As a woman whose life experiences have included watching plenty of Sex and the City, I couldn’t help but wonder: is this the sort of criticism a male comic would attract? The best way to find out would have been to apply for PhD funding, gather all of the comedy reviews from this year’s Fringe, then spend four years analysing the data while gradually losing the will to live.

Instead I looked up the same paper’s review of a show which – unless the title is massively misleading – centres on another fairly specific experience of life: Fringe veteran Richard Herring’s Oh Frig, I’m 50! I’ve seen a lot of Herring’s stand-up, which has evolved over the years from high-concept hours about specific topics (penises, fascism, Jesus Christ) to more personal, confessional and self-reflective material. Herring, the reviewer writes, is “happy, a husband and a dad”, and “a great guy with whom to spend an hour”. Oddly, it doesn’t seem to matter that the audience might have different experiences to this 50-year-old straight, white, Oxford-educated father who’s reflecting on ageing at a milestone in his life. Of course he won’t be screeching at them, so that helps.

These reviews were by two different critics. Both are women.

Comedy reviewing is a funny business in both senses of the word, and the vast scale of the Fringe impacts negatively on the quality of criticism produced. In some publications a few harsh sentences beneath one or two stars is considered adequate for the purpose of warning readers off, while several paragraphs of glowing praise are allocated to those shows deemed the cream of the crop. Reviewers have the challenge of conveying the flavour of an experience without retelling the jokes or spoiling surprises that are part of the thrill or charm of a performance. Some attempt to be funny themselves.

If a male comedian talks about his personal experiences as a man, he is not performing “man’s comedy” – he is simply performing comedy. If he talks about masculinity, or fatherhood, or masturbation, or being rubbish at talking to women, he is not expected to convey to the audience that he understands his perspective is different to that of a gay man, or an infertile man, or a married man. Why would he? The very notion of it barely computes.

Humour is always subjective. What we find funny depends on what we know, what we believe, what TV shows we watched growing up, what experiences we’ve had of hipster cafes or sticky-floored nightclubs or camping holidays or Tinder dates. The show that made me cry with laughter this Fringe, Lucy Hopkins’s witch-clown theremin extravaganza Strong Women Are About, would doubtless leave many people scratching their heads.

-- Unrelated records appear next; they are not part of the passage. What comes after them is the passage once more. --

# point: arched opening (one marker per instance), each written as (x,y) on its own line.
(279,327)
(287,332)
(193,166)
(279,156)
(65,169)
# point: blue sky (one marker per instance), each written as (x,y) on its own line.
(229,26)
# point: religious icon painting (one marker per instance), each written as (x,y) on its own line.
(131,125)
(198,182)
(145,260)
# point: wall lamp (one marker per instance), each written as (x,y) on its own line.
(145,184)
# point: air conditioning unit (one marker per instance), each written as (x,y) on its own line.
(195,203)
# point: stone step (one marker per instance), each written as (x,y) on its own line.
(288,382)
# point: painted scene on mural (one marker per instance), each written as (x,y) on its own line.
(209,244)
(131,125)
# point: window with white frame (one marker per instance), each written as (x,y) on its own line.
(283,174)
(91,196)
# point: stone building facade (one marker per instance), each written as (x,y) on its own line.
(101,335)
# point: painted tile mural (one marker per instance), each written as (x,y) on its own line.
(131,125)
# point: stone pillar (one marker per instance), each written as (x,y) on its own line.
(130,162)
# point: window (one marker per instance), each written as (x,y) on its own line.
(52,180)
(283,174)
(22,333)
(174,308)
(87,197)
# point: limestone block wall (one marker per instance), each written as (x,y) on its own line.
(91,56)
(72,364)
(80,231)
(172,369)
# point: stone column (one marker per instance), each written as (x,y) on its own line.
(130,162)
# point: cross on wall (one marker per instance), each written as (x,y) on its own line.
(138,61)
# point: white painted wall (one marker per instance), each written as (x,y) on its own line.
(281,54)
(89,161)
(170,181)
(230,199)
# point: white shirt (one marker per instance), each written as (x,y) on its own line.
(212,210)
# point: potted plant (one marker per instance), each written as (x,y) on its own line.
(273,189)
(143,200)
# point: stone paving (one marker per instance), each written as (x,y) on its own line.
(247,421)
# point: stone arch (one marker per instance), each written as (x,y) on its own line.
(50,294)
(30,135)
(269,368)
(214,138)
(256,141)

That’s not to say that comedy criticism is nothing more than one man or woman’s opinion. Good criticism is not just a consumer guide; it forms part of an ongoing conversation about art and life and politics and the whole shebang. There’s no place in that conversation for asserting that a performer – such as the comic Jenny Bede – does not even exist. There’s no place for ruling that because a performer has the audacity to reflect on her own life experiences, she is at best niche and at worst intolerably self-absorbed. (Or intolerably absorbent, as per the audience feedback Sara Pascoe once received that declared her “too tampon-y”.)

It’s sad to see women perpetuating the idea that the world of comedy is an old boys’ club into which a select few girls are grudgingly admitted. If a comic simply isn’t funny then a critic should of course say so, but the blatant marginalisation of women’s perspectives is no laughing matter.

A version of this article first appeared in The National.